In 1965 as a young student nurse, I worked in a tuberculosis unit in a county hospital in New York City and I contracted a TB infection that has not developed into disease. This means TB bacterium lies dormant inside my body, ready to become active should I have any major alteration in my health.
One third of the world’s population carries the bacteria, according to the CDC, and 35 percent of these individuals have other medical conditions such as diabetes mellitus, end stage renal disease, HIV or another immunosuppressive condition that can increase their risk of developing TB disease.

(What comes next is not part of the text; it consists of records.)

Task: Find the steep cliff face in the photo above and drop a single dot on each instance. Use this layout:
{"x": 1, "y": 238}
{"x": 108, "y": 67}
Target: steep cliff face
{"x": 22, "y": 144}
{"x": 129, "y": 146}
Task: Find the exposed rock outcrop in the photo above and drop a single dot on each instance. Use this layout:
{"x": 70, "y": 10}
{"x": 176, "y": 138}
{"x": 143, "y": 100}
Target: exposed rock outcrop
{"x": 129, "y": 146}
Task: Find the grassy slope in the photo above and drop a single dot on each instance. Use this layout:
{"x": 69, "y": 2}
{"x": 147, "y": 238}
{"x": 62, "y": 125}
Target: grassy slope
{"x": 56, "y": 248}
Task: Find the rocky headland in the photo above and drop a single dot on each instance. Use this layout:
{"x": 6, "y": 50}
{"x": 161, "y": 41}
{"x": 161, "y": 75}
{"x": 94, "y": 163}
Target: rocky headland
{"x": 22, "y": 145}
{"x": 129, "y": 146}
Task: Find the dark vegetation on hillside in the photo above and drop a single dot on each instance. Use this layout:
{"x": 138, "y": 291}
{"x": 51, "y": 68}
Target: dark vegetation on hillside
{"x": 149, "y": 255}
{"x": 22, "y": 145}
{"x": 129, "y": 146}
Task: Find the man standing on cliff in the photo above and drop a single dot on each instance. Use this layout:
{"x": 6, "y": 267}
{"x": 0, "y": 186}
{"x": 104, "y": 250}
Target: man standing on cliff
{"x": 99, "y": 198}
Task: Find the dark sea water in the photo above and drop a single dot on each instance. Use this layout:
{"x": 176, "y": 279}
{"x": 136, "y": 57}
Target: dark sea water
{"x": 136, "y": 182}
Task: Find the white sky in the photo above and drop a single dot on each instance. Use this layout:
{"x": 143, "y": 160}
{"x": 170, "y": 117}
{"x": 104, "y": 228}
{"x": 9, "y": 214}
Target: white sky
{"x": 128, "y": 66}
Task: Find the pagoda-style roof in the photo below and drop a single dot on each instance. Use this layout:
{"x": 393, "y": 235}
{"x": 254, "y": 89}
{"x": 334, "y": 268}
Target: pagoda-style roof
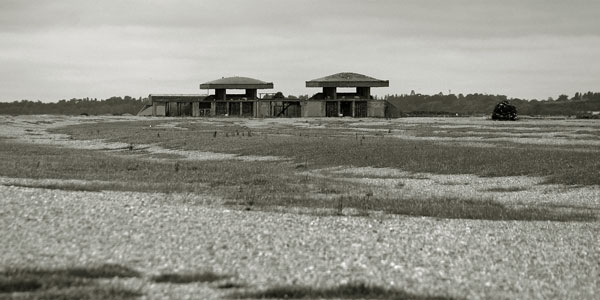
{"x": 347, "y": 79}
{"x": 236, "y": 82}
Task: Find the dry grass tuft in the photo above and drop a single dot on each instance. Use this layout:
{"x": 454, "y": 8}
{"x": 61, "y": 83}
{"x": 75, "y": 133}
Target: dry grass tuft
{"x": 67, "y": 283}
{"x": 184, "y": 278}
{"x": 346, "y": 291}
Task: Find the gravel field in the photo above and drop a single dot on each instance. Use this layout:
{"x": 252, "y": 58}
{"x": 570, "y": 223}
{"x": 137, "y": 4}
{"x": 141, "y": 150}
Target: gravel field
{"x": 459, "y": 258}
{"x": 157, "y": 233}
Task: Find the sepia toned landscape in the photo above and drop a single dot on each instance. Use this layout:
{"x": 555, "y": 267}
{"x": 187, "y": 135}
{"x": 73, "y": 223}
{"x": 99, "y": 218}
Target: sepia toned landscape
{"x": 330, "y": 208}
{"x": 299, "y": 149}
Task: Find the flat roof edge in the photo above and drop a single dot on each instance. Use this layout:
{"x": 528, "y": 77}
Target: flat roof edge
{"x": 236, "y": 86}
{"x": 382, "y": 83}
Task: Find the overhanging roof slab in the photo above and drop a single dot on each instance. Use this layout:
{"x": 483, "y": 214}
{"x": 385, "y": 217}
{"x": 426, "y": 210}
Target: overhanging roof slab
{"x": 237, "y": 82}
{"x": 347, "y": 79}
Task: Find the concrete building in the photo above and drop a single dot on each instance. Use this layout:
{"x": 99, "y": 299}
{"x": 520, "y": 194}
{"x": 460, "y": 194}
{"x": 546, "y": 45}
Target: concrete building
{"x": 328, "y": 103}
{"x": 358, "y": 104}
{"x": 221, "y": 103}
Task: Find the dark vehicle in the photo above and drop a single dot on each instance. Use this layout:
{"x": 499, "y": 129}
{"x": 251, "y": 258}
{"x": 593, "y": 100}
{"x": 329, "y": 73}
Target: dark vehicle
{"x": 504, "y": 112}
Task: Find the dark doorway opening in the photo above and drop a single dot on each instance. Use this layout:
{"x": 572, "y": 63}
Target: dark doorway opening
{"x": 331, "y": 109}
{"x": 287, "y": 109}
{"x": 185, "y": 109}
{"x": 204, "y": 109}
{"x": 221, "y": 108}
{"x": 172, "y": 109}
{"x": 247, "y": 109}
{"x": 346, "y": 108}
{"x": 360, "y": 109}
{"x": 234, "y": 109}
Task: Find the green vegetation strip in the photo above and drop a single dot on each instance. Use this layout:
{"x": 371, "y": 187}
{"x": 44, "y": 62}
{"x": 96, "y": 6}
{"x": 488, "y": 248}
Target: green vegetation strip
{"x": 67, "y": 283}
{"x": 346, "y": 291}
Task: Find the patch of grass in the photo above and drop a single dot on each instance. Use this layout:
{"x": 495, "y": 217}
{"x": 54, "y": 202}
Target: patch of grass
{"x": 346, "y": 291}
{"x": 507, "y": 189}
{"x": 67, "y": 283}
{"x": 327, "y": 147}
{"x": 184, "y": 278}
{"x": 66, "y": 187}
{"x": 479, "y": 210}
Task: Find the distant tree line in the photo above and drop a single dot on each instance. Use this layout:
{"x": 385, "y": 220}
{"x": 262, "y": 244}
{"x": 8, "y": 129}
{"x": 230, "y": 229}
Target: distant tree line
{"x": 75, "y": 106}
{"x": 477, "y": 104}
{"x": 401, "y": 105}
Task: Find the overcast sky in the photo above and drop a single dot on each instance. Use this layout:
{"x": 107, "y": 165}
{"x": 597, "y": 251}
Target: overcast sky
{"x": 50, "y": 50}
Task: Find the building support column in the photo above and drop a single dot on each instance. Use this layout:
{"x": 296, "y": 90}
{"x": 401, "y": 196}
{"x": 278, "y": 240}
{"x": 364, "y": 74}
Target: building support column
{"x": 330, "y": 93}
{"x": 251, "y": 94}
{"x": 364, "y": 92}
{"x": 220, "y": 94}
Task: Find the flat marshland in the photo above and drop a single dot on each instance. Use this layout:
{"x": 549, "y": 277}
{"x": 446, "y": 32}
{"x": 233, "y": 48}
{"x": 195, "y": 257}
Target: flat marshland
{"x": 412, "y": 208}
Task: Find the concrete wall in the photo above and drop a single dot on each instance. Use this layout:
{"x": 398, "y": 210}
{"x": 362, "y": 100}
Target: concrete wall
{"x": 313, "y": 108}
{"x": 376, "y": 109}
{"x": 263, "y": 109}
{"x": 158, "y": 109}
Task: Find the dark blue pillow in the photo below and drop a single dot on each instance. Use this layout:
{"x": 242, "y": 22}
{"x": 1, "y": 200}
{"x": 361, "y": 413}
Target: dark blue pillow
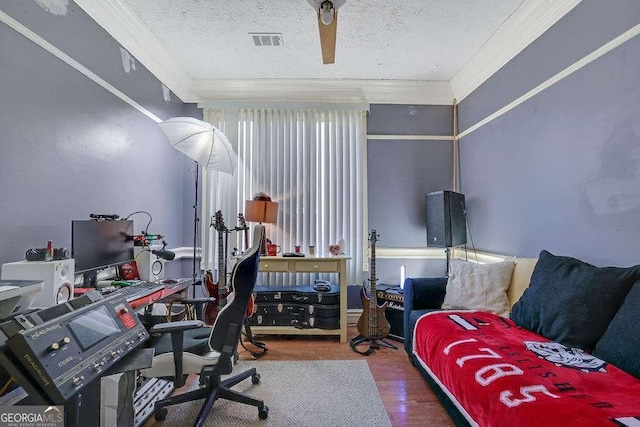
{"x": 572, "y": 302}
{"x": 620, "y": 344}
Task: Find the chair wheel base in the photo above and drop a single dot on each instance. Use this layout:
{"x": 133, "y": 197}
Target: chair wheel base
{"x": 263, "y": 413}
{"x": 160, "y": 414}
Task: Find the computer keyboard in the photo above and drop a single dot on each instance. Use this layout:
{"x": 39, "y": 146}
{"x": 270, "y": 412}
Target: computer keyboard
{"x": 141, "y": 290}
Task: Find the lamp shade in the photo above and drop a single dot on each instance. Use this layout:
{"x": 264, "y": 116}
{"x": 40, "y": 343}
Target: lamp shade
{"x": 202, "y": 142}
{"x": 261, "y": 209}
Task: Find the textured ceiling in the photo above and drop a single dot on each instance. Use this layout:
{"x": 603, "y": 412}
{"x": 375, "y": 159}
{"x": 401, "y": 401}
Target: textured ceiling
{"x": 390, "y": 40}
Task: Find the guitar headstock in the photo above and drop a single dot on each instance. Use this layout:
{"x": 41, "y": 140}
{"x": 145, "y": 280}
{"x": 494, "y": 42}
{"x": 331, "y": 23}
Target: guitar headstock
{"x": 218, "y": 223}
{"x": 373, "y": 237}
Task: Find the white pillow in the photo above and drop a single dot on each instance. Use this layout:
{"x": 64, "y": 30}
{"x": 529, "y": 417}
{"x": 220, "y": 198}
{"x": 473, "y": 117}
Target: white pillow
{"x": 482, "y": 287}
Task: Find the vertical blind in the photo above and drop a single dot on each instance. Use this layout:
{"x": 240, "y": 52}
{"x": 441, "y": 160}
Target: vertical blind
{"x": 312, "y": 162}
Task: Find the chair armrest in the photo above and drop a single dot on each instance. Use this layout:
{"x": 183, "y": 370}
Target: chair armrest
{"x": 198, "y": 300}
{"x": 176, "y": 329}
{"x": 179, "y": 326}
{"x": 420, "y": 294}
{"x": 199, "y": 304}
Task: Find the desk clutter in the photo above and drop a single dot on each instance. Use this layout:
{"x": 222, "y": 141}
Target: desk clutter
{"x": 298, "y": 306}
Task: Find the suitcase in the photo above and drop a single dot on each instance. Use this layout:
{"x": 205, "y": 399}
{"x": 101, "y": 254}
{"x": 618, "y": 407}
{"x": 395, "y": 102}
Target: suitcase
{"x": 299, "y": 294}
{"x": 298, "y": 306}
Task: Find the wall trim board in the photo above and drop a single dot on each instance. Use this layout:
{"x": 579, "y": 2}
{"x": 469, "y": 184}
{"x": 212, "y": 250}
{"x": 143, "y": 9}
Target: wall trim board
{"x": 417, "y": 92}
{"x": 621, "y": 39}
{"x": 412, "y": 137}
{"x": 525, "y": 25}
{"x": 27, "y": 33}
{"x": 409, "y": 253}
{"x": 127, "y": 29}
{"x": 439, "y": 253}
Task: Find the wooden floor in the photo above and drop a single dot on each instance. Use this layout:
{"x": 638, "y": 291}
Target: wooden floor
{"x": 407, "y": 398}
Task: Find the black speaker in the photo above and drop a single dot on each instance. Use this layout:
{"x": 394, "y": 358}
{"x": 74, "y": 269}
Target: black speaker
{"x": 446, "y": 219}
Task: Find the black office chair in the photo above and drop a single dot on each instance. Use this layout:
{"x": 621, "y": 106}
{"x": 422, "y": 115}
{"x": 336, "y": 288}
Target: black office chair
{"x": 218, "y": 358}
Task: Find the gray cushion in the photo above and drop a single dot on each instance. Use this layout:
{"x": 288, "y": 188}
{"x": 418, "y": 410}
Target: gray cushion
{"x": 572, "y": 302}
{"x": 481, "y": 287}
{"x": 620, "y": 344}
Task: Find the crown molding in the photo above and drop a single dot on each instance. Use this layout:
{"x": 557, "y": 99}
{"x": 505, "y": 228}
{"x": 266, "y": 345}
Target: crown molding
{"x": 128, "y": 30}
{"x": 347, "y": 91}
{"x": 525, "y": 25}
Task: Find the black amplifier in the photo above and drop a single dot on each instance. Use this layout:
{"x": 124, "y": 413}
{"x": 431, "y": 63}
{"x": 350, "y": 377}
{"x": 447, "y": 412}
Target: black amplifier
{"x": 70, "y": 350}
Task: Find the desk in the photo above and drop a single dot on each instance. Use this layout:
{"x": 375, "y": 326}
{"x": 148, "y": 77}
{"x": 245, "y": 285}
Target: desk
{"x": 329, "y": 264}
{"x": 162, "y": 294}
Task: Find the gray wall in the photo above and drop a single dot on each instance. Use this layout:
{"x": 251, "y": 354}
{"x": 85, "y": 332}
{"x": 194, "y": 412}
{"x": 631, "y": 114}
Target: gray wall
{"x": 69, "y": 148}
{"x": 560, "y": 171}
{"x": 400, "y": 173}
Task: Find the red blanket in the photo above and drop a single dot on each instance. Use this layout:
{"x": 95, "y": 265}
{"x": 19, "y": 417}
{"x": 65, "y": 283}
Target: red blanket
{"x": 499, "y": 374}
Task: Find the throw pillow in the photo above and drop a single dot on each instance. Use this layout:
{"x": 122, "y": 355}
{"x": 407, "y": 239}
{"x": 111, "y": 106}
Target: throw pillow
{"x": 572, "y": 302}
{"x": 620, "y": 344}
{"x": 479, "y": 286}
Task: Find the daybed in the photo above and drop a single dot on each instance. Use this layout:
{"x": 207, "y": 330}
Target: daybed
{"x": 562, "y": 346}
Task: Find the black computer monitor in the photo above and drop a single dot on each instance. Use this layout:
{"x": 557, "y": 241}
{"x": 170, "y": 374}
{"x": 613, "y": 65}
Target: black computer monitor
{"x": 99, "y": 244}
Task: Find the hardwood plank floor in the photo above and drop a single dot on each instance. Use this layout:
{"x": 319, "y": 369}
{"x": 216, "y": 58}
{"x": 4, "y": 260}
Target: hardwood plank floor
{"x": 408, "y": 399}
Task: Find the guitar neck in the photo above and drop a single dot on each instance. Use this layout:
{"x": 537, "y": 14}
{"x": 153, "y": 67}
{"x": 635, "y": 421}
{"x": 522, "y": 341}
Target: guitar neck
{"x": 372, "y": 278}
{"x": 222, "y": 264}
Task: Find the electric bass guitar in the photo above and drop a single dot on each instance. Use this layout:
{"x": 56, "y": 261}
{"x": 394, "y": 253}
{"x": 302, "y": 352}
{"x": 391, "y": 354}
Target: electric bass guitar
{"x": 218, "y": 290}
{"x": 372, "y": 325}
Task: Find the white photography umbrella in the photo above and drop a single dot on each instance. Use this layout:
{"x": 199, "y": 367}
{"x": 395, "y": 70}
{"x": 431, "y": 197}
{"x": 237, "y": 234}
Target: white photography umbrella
{"x": 209, "y": 147}
{"x": 202, "y": 142}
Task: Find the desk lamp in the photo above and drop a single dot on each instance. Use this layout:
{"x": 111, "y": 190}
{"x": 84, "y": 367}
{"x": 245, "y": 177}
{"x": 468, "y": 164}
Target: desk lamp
{"x": 261, "y": 209}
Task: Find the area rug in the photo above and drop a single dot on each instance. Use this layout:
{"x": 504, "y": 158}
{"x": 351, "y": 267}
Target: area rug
{"x": 298, "y": 393}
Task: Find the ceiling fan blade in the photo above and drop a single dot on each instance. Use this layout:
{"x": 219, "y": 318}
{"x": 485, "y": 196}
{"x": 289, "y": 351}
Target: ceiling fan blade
{"x": 328, "y": 39}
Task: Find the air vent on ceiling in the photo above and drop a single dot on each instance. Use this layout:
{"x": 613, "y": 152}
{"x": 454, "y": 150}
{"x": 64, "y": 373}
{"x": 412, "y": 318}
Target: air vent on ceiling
{"x": 267, "y": 39}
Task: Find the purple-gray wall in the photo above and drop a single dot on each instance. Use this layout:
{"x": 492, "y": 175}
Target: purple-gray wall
{"x": 69, "y": 148}
{"x": 400, "y": 173}
{"x": 561, "y": 171}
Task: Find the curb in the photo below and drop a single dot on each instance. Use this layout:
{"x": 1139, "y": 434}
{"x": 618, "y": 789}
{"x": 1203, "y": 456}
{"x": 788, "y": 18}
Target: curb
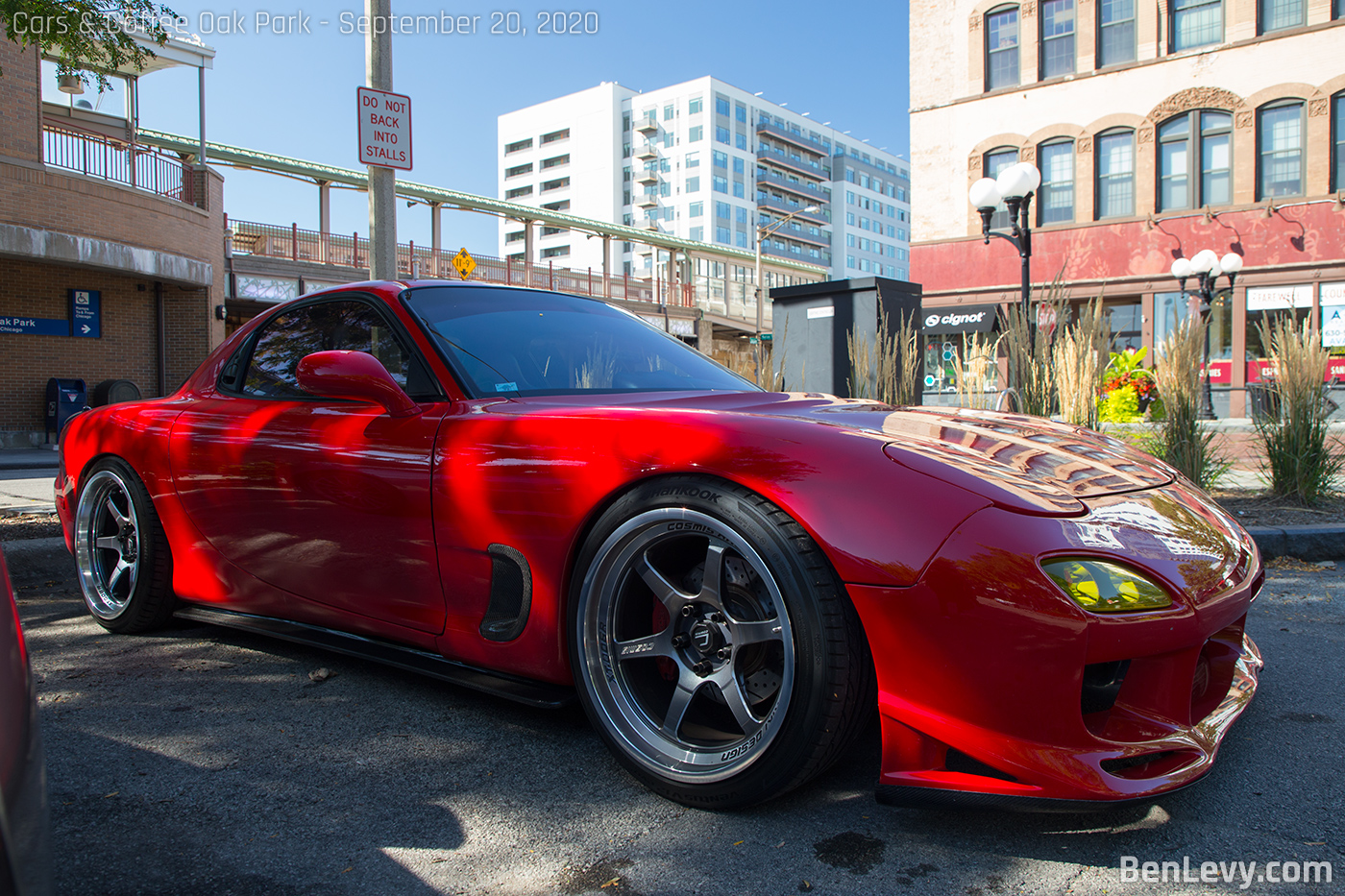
{"x": 36, "y": 561}
{"x": 1302, "y": 543}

In Africa and Asia, people with HIV contract and die from tuberculosis because their weakened immune systems are unable to fight off TB. Tuberculosis is the world’s oldest and most lethal disease. It even is prevalent in Utah, where 37 new cases were diagnosed in 2015.
This doesn’t have to be so. Since 2004, countries that receive investments from the Global Fund to Fight HIV, TB and Malaria have seen a 29 percent decrease in the death rate from TB, proving that TB can be managed and in many cases contained.
The Global Fund is a 21st century public-private partnership among governments, civil society, the private sector and people affected by AIDS, TB and malaria. The Global Fund does not administer programs, it provides grants to individuals, organizations and government agencies in countries that submit qualified proposals. In this way the Global Fund develops local capacity and infrastructure. Presently, 125 countries are participating with the Global Fund in TB treatment and elimination projects.
The Global Fund operates with a high degree of transparency in all of its work, and every dollar it spends can be tracked on its website. Plus, its oversight ensures a minimum of waste and corruption because programs must demonstrate effectiveness, stay within their projected budgets and stand up to rigorous audits or lose their funding.
Worldwide, 24,000 people are diagnosed with TB every day, amounting to 9 million people each year. Over 4,000 people die from TB each day, totaling at least 1.5 million deaths per year. Many people, especially in developing countries, have drug resistant forms, making their disease more difficult to treat. In the U.S., 9,565 people were diagnosed with it in 2015, the first increase in 23 years. Tuberculosis is transmitted through the air in tiny droplets when a person with disease sneezes, coughs, laughs or sings. Despite the staggering loss of life and illness that TB causes, only one new drug to treat it was brought to market during the past 20 years.
Of Utah’s 37 new cases last year, 64 percent were in the Salt Lake City area. Over the last five years, eight cases involved children under the age of 5, according to the Utah Department of Health. TB’s global trends affect us at home and should not be ignored.
The United States is a leader in supporting the Global Fund, and that should continue when donor nations meet Sept. 16 in Canada for a replenishment conference. The U.S. should honor its commitment to provide up to one-third of the $13 billion the Global Fund needs for the next three years, and it should strongly encourage partner nations to support the fund as well.
I live with the TB bacterium lying dormant in my body, representing millions of people around the world, and I support the U.S. providing additional funding for the Global Fund to continue its lifesaving work. Please urge your congressional representatives, senators and President Obama to support additional financing for the Global Fund before the September meeting in Canada.
Gail Dolson is a nurse practitioner and a member of RESULTS — a citizen activist/advocacy group committed to the eradication of poverty in the U.S. and globally.